NOAA Identifies Six Nations with IUU Fishing Issues


SeafoodSource staff

Published on
January 12, 2009

The National Oceanic and Atmospheric Administration today submitted the first-ever report to Congress identifying six nations whose fishing vessels were engaged in illegal, unreported and unregulated (IUU) fishing in 2007 or 2008.

The United States will consult with the government and industry officials from France, Italy, Libya, Panama, China and Tunisia to encourage them to take corrective action to stop IUU fishing.

“Illegal fishing is a global problem that is depleting fish stocks and hurting the economies of nations and the livelihoods of people who depend on sustainable fishing,” says Dr. Jim Balsiger, acting assistant administrator for the National Marine Fisheries Service. “Our report is part of stepped up efforts called for by Congress to work with other nations to stop illegal fishing on shared fish stocks.”
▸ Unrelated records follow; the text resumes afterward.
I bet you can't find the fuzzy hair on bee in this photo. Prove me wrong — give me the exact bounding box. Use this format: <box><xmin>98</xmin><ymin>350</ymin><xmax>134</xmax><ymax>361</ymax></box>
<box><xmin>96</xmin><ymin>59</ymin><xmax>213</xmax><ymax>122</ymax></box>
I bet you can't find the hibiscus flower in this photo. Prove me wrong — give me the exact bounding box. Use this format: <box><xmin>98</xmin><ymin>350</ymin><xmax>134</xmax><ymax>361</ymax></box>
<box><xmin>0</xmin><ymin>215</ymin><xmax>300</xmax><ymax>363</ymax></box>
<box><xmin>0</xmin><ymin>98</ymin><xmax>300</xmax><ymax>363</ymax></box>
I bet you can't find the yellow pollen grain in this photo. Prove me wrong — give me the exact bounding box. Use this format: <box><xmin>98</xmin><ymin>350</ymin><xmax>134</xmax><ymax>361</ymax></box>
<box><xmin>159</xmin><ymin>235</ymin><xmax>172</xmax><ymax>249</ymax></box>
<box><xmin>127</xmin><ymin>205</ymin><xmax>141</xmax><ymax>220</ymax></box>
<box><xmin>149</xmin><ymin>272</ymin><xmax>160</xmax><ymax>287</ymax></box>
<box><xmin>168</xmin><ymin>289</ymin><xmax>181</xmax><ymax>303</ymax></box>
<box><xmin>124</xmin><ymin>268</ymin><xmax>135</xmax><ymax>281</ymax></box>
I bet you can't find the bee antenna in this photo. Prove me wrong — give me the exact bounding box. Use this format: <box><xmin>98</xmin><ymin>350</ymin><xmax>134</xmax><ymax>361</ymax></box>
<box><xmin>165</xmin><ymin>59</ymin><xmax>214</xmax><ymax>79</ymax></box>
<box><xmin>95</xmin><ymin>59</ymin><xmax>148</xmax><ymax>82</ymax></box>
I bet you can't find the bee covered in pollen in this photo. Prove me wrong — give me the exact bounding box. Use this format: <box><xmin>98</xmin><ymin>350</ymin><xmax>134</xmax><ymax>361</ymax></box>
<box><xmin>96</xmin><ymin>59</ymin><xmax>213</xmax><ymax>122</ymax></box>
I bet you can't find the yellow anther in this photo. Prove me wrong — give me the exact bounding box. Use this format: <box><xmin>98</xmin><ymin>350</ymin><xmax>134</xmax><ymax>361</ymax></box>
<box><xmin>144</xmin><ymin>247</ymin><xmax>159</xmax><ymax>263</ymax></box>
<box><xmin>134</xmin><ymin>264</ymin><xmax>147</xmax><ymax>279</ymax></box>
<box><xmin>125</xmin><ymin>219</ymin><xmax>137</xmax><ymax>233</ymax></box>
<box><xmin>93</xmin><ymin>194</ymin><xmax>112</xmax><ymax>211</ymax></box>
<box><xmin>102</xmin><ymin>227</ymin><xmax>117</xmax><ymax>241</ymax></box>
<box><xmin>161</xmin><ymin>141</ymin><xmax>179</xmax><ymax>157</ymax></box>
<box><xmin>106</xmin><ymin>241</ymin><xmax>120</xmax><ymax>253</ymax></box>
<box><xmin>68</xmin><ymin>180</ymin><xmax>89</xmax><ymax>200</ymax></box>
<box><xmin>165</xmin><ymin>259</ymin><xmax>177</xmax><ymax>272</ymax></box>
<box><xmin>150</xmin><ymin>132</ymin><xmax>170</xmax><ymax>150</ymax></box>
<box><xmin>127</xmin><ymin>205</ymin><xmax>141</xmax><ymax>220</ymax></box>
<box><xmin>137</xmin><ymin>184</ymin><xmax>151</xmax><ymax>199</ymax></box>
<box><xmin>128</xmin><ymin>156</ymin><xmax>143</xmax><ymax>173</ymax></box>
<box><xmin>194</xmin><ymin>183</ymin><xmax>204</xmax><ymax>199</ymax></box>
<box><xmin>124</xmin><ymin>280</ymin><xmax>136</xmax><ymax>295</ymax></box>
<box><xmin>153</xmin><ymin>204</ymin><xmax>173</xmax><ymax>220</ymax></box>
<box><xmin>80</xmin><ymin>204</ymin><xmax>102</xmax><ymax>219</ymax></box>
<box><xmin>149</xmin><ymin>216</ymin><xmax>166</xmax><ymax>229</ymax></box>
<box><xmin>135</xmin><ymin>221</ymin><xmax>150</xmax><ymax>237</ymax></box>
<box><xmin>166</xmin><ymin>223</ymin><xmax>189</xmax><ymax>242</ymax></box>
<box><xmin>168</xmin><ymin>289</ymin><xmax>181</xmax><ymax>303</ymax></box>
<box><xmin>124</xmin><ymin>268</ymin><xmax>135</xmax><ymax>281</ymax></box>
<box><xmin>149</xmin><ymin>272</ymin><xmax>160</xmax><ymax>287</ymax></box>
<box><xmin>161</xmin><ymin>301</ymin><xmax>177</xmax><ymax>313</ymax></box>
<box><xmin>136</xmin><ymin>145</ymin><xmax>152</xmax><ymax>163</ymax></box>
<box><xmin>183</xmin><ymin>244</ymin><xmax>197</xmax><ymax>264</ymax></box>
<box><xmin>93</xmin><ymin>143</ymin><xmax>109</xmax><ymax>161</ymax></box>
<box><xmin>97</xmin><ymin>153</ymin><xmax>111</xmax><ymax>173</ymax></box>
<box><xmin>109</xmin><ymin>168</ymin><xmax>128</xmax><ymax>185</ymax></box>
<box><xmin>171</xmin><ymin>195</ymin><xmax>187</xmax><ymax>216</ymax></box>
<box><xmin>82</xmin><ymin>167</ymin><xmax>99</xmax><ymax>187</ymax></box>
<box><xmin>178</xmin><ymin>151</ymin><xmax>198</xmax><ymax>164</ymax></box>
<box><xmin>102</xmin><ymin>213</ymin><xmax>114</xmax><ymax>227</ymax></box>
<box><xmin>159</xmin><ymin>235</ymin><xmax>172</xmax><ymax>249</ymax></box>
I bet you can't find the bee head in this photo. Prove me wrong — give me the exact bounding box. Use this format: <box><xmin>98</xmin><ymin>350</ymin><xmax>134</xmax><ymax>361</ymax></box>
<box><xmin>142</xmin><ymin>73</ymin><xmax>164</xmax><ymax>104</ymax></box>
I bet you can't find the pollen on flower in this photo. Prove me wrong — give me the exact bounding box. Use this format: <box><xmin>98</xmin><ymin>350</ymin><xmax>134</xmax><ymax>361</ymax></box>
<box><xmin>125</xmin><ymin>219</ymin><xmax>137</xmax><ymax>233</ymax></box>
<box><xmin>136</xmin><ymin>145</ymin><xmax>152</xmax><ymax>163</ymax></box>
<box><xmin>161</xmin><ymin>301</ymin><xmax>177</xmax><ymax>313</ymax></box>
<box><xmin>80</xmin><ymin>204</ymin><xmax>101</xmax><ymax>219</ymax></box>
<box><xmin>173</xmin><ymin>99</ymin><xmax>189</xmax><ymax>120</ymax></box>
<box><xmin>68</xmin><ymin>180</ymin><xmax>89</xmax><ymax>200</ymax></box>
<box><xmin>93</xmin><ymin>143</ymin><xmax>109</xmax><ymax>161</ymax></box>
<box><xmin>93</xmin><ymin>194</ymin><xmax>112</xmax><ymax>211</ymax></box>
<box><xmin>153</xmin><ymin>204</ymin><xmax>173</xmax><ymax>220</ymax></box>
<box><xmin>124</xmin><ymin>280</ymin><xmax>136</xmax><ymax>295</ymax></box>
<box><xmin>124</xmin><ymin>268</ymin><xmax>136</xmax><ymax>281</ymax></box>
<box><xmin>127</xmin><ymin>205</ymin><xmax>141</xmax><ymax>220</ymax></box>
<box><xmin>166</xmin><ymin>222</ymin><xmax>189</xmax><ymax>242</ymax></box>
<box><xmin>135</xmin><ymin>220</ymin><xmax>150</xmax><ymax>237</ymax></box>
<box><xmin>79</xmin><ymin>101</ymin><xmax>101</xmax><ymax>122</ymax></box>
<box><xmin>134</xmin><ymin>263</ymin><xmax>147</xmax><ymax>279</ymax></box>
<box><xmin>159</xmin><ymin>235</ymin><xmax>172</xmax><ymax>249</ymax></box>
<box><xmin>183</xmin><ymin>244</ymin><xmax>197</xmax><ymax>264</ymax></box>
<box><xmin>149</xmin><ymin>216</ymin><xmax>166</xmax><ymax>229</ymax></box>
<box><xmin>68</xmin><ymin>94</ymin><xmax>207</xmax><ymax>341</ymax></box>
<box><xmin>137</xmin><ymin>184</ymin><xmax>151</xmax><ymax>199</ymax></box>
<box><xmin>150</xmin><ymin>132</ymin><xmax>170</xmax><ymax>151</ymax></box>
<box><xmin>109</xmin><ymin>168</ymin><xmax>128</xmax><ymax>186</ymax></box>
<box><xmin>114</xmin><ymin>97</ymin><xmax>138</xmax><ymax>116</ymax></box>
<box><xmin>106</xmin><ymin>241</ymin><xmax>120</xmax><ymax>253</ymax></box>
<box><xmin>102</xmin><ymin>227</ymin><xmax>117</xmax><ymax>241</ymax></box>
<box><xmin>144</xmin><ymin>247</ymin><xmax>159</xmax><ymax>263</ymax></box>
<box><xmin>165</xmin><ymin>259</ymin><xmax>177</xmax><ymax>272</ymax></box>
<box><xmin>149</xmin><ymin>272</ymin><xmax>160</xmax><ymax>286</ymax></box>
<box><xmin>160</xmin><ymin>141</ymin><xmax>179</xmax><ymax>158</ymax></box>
Following consultations, NOAA will formally certify each of the six nations either as adopting effective measures to stop IUU fishing or having vessels engaged in IUU fishing. If a nation is found to be engaged in IUU fishing, that nation’s vessels may be denied entry into U.S. ports and the U.S. president may prohibit imports of certain seafood products from that nation or take other measures.

Annual global economic losses due to IUU fishing are estimated at $9 billion, according to an international task force.